Background: Genomes and by extension chromosome territories (CTs) in a variety of organisms exhibit nonrandom organization within interphase nuclei. CTs are susceptible to movement upon induction by a variety of stimuli, including: cell differentiation, growth factors, genotoxic agents, proliferating status, and stimulants that induce novel transcription profiles. These findings suggest nuclear architecture can undergo reorganization, providing support for a functional significance of CT organization. The effect of the initiation of transcription on global scale chromatin architecture has been underexplored. This study investigates the organization of all 24 human chromosomes in lymphocytes from two individuals in resting and phytohaemagglutinin activated lymphocytes using 2D and 3D approaches.
Results: The radial organization of CTs in lymphocytes in both resting and activated lymphocytes follows a gene-density pattern. However, CT organization in activated nuclei appears less constrained exhibiting a more random organization. We report differences in the spatial relationship between homologous and heterologous CTs in activated nuclei. In addition, a reproducible radial hierarchy of CTs was identified and evidence of a CT repositioning was observed in activated nuclei using both 2D and 3D approaches.

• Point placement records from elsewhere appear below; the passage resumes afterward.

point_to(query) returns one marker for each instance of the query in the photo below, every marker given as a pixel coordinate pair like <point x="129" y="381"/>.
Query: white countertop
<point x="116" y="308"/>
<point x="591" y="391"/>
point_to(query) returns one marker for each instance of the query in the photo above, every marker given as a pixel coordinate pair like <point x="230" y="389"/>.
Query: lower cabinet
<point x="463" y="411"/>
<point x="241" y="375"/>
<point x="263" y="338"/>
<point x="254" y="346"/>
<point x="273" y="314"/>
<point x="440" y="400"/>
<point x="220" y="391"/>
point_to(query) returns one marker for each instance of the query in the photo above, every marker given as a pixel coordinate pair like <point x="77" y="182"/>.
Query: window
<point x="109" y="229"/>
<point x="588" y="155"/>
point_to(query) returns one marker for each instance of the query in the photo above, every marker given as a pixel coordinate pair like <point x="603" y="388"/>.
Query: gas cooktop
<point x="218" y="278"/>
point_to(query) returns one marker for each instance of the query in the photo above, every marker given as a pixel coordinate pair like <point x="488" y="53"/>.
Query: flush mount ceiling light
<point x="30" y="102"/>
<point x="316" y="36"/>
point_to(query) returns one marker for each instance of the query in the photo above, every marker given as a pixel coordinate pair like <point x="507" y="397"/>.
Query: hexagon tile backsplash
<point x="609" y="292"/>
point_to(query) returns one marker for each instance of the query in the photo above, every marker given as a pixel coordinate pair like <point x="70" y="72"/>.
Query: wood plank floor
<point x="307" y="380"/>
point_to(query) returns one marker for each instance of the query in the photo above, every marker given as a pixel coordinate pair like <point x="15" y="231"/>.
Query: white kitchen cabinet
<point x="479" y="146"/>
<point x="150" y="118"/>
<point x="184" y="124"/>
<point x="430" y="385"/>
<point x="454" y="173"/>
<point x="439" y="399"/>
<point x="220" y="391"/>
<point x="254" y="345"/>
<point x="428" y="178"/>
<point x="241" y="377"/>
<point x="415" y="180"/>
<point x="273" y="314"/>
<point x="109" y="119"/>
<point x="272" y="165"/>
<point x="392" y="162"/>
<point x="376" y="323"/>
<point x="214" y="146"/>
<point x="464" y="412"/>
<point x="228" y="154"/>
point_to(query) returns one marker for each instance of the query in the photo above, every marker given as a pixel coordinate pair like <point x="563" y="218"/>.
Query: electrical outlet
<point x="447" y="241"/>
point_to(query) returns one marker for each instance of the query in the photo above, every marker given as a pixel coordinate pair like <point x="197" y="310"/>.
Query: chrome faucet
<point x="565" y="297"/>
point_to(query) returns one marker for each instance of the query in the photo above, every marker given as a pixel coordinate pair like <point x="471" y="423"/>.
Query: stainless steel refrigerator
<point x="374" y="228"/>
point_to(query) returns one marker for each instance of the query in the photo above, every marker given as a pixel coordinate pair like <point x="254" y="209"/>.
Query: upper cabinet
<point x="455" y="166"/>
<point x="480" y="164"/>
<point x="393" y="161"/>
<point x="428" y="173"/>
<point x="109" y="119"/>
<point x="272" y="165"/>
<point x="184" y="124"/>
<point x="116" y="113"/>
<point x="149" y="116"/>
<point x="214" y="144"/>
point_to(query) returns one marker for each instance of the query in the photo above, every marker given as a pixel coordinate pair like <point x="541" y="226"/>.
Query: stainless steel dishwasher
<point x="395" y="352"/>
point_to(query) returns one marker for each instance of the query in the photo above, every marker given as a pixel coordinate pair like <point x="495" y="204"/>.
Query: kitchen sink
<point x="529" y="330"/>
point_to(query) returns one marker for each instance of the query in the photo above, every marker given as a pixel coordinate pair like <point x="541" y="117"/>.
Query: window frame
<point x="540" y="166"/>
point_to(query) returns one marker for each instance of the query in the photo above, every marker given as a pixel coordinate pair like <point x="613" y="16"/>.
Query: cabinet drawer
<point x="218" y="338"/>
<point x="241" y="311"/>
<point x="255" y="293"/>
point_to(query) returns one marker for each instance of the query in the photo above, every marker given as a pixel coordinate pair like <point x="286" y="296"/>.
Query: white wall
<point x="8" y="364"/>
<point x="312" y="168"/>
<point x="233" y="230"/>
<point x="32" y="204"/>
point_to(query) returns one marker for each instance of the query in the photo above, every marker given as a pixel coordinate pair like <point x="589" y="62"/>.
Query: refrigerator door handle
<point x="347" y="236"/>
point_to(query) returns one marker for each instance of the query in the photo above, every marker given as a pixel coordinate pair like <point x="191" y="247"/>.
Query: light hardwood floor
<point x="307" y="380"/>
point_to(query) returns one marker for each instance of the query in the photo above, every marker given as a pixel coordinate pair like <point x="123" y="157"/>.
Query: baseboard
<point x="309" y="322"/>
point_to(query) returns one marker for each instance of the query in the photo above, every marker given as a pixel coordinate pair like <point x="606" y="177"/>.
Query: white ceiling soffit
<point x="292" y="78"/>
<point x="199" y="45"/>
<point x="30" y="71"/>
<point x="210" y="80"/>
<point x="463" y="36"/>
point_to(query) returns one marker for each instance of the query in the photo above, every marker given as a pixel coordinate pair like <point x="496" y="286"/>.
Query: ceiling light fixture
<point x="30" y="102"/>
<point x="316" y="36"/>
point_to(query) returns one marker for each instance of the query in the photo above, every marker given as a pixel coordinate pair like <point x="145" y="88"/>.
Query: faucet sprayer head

Conclusions: Alterations between resting and activated lymphocytes could be adaptation of CTs to the new transcription profile and possibly the formation of new neighborhoods of interest or interaction of CTs with nuclear landmarks. The increased distances between homologous and heterologous CTs in activated lymphocytes could be a reflection of a defensive mechanism to reduce potential interaction to prevent any structural chromosome abnormalities (e.g. translocations) as a result of DNA damage that increases during lymphocyte activation.
Keywords: Chromosome territories; Genome organization; Phytohaemagglutinin; Repositioning.